The University and the police didn’t find it funny.
One faculty member was physically shaken by the posts, and others felt threatened; police investigated but didn’t find that Tatro had committed a crime. The saga had only begun, though, as the University’s student behavior committee looked into the incident and said it violated both the student conduct code and the Anatomy Bequest Program rules.
The University flunked Tatro from a laboratory class and required her to enroll in an ethics course, formally apologize to faculty and undergo a psychiatric evaluation. The University said it needs the right to discipline students in cases like Tatro’s to enforce the professional ethics students must learn to be successful.
Supreme Court Justice Helen Meyer wrote in the court opinion that the University didn’t violate Tatro’s rights because the academic program rules she violated were specific and related to established professional conduct standards.

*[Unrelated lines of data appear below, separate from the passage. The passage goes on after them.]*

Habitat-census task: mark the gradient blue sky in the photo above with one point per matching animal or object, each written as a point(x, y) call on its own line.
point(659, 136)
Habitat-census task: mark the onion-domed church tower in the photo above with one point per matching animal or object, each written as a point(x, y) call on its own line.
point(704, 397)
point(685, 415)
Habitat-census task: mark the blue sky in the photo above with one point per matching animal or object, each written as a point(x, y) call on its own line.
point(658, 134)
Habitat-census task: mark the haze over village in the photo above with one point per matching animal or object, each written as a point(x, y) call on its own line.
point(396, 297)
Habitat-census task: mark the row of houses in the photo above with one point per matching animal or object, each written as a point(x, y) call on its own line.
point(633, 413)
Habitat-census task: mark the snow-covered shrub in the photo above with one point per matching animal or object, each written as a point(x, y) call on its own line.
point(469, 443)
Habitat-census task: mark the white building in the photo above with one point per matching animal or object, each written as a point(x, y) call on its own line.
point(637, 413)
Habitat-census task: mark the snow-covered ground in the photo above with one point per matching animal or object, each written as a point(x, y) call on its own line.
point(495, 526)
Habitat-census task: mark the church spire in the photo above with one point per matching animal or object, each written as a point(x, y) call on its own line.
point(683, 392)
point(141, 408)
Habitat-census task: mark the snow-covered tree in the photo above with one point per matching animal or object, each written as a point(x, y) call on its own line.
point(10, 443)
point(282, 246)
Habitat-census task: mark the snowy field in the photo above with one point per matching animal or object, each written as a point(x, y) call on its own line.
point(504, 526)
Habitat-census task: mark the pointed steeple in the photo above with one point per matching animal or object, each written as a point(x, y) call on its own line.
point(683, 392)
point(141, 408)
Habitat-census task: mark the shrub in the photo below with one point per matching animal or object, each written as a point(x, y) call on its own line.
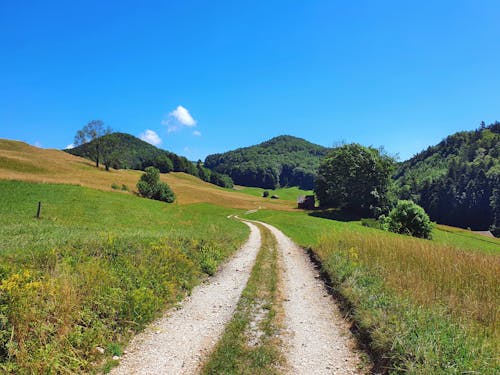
point(409, 218)
point(164, 193)
point(149, 186)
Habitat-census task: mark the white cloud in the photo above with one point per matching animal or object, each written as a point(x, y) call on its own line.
point(151, 137)
point(183, 116)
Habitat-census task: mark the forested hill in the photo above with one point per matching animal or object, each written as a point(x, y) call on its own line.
point(281, 161)
point(457, 181)
point(123, 150)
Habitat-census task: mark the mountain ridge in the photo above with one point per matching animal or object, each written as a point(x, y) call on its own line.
point(281, 161)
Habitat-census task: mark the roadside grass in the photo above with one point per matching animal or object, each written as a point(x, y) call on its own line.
point(289, 193)
point(250, 343)
point(422, 306)
point(94, 269)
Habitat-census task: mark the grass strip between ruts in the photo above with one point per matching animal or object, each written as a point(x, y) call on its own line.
point(250, 343)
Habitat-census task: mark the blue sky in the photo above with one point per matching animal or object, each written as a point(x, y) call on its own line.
point(210, 76)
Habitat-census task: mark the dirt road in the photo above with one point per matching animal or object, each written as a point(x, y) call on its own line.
point(178, 342)
point(317, 339)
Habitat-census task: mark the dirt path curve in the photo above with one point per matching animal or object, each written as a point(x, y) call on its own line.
point(319, 341)
point(177, 343)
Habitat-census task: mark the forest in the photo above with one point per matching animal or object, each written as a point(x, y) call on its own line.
point(124, 151)
point(280, 162)
point(457, 181)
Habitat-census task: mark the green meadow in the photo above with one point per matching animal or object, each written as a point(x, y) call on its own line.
point(420, 306)
point(288, 194)
point(95, 268)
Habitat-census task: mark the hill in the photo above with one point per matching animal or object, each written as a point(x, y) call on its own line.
point(20, 161)
point(124, 151)
point(458, 180)
point(281, 161)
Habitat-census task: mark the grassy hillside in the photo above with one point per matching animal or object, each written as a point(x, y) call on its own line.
point(94, 269)
point(288, 194)
point(281, 161)
point(129, 152)
point(423, 306)
point(457, 181)
point(20, 161)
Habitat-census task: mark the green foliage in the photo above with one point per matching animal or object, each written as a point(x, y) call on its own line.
point(423, 307)
point(289, 193)
point(92, 135)
point(356, 178)
point(120, 150)
point(409, 218)
point(455, 180)
point(94, 270)
point(281, 161)
point(149, 186)
point(163, 163)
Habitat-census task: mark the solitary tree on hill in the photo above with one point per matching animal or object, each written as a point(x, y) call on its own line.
point(356, 178)
point(92, 132)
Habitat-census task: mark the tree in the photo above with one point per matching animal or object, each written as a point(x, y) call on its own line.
point(92, 132)
point(409, 218)
point(109, 154)
point(355, 177)
point(163, 163)
point(149, 186)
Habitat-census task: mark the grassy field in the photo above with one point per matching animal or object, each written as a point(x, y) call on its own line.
point(94, 269)
point(287, 194)
point(20, 161)
point(423, 306)
point(250, 344)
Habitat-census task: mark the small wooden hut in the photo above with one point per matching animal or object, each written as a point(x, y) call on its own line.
point(306, 202)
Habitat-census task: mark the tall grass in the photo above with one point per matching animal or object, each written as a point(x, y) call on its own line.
point(422, 307)
point(429, 273)
point(95, 269)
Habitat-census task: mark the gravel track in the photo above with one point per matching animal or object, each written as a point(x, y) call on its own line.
point(178, 342)
point(319, 341)
point(316, 338)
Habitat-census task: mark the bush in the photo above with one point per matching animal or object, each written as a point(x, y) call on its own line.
point(409, 218)
point(149, 186)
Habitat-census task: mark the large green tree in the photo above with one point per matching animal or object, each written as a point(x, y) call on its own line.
point(93, 131)
point(355, 177)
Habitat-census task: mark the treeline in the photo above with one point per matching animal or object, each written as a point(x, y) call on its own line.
point(124, 151)
point(280, 162)
point(457, 181)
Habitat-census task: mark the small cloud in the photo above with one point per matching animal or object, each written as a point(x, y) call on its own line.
point(151, 137)
point(183, 116)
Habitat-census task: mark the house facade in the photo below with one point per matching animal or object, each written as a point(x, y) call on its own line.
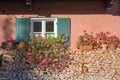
point(24, 19)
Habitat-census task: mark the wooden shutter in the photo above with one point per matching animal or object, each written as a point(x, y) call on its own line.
point(22, 29)
point(63, 28)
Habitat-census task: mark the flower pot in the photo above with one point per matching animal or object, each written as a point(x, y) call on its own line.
point(112, 46)
point(86, 47)
point(104, 46)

Leaving the ruling any broader could allow a university to employ “overbroad restrictions that would impermissibly reach into a university student’s personal life outside of and unrelated to the program,” Meyer wrote.
The inability to enforce the policies Tatro violated would be problematic, Angela McArthur, director of the University’s Anatomy Bequest Program, told the Daily earlier this year.

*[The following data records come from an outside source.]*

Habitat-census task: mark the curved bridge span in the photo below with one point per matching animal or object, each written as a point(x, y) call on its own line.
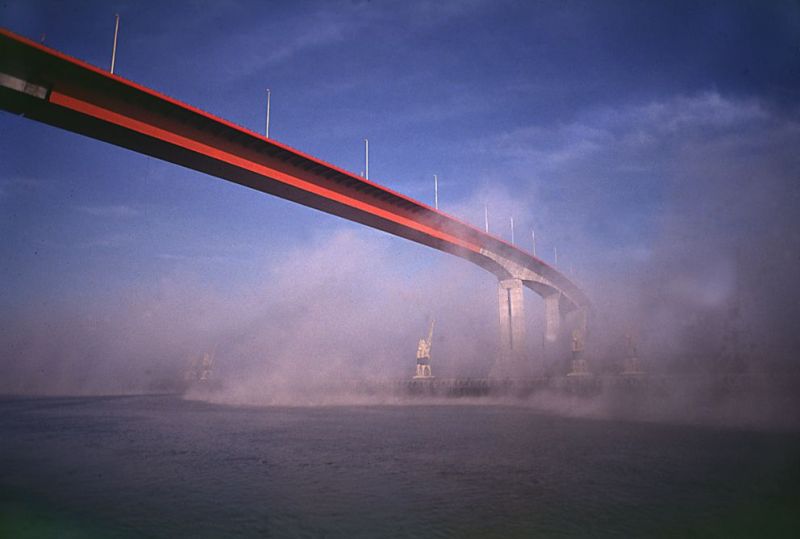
point(48, 86)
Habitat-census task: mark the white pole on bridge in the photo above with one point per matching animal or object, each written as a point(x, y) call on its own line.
point(114, 49)
point(269, 95)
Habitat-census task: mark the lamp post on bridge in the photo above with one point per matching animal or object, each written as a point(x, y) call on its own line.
point(269, 95)
point(114, 48)
point(366, 159)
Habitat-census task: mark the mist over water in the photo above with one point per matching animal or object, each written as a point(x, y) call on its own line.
point(711, 292)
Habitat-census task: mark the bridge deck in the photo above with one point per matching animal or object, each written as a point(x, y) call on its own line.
point(51, 87)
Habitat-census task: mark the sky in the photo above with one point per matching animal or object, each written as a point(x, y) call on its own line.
point(653, 144)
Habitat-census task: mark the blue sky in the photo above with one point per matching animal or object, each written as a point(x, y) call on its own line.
point(632, 136)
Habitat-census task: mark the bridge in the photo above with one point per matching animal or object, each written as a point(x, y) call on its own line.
point(48, 86)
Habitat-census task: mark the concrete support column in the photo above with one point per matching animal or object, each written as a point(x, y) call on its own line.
point(552, 317)
point(512, 319)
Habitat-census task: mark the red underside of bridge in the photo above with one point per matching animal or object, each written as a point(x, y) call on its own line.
point(48, 86)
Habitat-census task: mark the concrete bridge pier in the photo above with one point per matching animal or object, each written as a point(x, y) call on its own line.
point(552, 316)
point(512, 361)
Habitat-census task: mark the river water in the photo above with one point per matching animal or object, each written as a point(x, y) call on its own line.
point(161, 466)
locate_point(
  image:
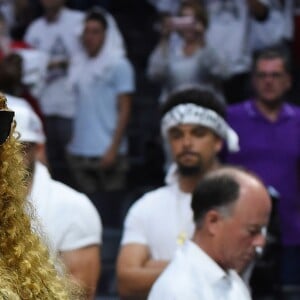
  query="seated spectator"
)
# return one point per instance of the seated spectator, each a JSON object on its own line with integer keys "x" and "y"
{"x": 189, "y": 59}
{"x": 269, "y": 131}
{"x": 230, "y": 208}
{"x": 228, "y": 35}
{"x": 68, "y": 219}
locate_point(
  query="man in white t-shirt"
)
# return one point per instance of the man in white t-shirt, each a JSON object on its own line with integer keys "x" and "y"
{"x": 228, "y": 35}
{"x": 57, "y": 33}
{"x": 193, "y": 125}
{"x": 230, "y": 208}
{"x": 70, "y": 223}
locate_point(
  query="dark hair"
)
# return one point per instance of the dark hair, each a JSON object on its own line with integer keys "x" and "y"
{"x": 214, "y": 192}
{"x": 196, "y": 94}
{"x": 199, "y": 10}
{"x": 273, "y": 53}
{"x": 97, "y": 14}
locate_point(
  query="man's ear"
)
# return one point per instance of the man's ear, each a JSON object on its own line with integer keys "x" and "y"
{"x": 212, "y": 221}
{"x": 218, "y": 145}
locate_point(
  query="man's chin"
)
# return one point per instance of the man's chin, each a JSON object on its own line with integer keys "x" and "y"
{"x": 186, "y": 170}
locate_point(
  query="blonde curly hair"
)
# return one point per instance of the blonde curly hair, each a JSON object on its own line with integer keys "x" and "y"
{"x": 26, "y": 269}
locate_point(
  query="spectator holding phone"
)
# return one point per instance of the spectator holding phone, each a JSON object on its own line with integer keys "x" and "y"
{"x": 182, "y": 55}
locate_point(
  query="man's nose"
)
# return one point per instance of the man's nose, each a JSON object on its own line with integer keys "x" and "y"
{"x": 260, "y": 240}
{"x": 187, "y": 140}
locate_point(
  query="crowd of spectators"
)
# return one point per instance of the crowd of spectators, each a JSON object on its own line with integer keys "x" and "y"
{"x": 97, "y": 73}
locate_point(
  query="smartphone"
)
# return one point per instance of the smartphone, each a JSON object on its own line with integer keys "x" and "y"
{"x": 182, "y": 22}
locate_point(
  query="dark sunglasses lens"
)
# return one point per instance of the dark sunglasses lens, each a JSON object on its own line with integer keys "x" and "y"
{"x": 6, "y": 118}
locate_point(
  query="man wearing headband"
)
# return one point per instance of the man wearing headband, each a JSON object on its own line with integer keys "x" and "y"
{"x": 193, "y": 124}
{"x": 70, "y": 222}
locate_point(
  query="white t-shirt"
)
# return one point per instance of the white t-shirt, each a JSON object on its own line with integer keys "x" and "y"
{"x": 61, "y": 40}
{"x": 162, "y": 219}
{"x": 68, "y": 218}
{"x": 278, "y": 26}
{"x": 228, "y": 32}
{"x": 193, "y": 275}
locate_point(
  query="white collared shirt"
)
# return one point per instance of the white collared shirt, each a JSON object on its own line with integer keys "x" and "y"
{"x": 193, "y": 275}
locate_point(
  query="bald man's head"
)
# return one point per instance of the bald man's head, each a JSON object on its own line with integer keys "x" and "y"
{"x": 231, "y": 207}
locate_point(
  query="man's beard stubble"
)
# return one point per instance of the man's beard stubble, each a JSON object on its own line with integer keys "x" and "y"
{"x": 189, "y": 171}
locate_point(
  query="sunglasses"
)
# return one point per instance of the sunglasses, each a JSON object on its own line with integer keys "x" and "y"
{"x": 6, "y": 118}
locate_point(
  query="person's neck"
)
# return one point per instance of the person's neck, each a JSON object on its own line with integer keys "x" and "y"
{"x": 52, "y": 14}
{"x": 187, "y": 184}
{"x": 192, "y": 46}
{"x": 205, "y": 243}
{"x": 269, "y": 110}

“We’ll have to rethink what we do and how we do it,” she said of her program, which deals with the sensitivities of people who decide to donate their bodies for educational purposes, like the Mortuary Science program. “I think this is cut and dry.”
In a brief supporting the University in the case, Minnesota State Colleges and Universities warned that student misconduct in other professional training programs, like disclosing medical information or facts about a current criminal investigation, can also be a concern.
General Counsel Mark Rotenberg said the University is “very pleased” with the ruling and will consider incorporating it into the codes of conduct for professional programs, or even the general student conduct code.
“There are a lot of programs” where the University could apply this decision, he said, like medicine, law and teaching.
That’s what scares LoMonte.
The greatest risk, he said, is if the ruling is used too broadly and that any “unprofessional” speech becomes punishable.
“That’s not what the court said, and I hope that colleges clearly understand their limits.”
Medical and mortuary science professional organizations supported the University in the case, while civil liberties groups backed Tatro. In the months leading to the oral arguments, both sides told the Daily that the ruling would have consequences that reached further than a single college campus.
‘Could’ve been far, far worse’
Kushner said he’s not happy with the decision but that it’s “a substantial improvement” over the Court of Appeals decision.
If that ruling stood, universities would have more leeway in punishing off-campus speech.
“It could’ve been far, far worse given what the University was trying to accomplish,” LoMonte said.
The high court could’ve chosen to extend a well-known precedent restricting high school speech, from the Hazelwood v. Kuhlmeier case of 1988, to a professional student’s Facebook posts. But Meyer wrote that that “would give universities wide-ranging authority to constrain offensive or controversial Internet activity.”
LoMonte called the Minnesota Supreme Court decision a “bit of a split-the-difference ruling.”
“The University got the outcome it wanted but didn’t get anywhere near the authority it wanted.”
Rotenberg denied any effort by the University to compromise students’ free speech rights.
LoMonte said oftentimes students in these cases will give up rather than keep appealing.
“It takes a really extraordinary person to keep fighting for what’s right,” he said, “instead of just throwing in the towel and moving on.”
He said Tatro’s fight “is a great tribute to her personal fortitude and determination that she kept fighting for what’s right.”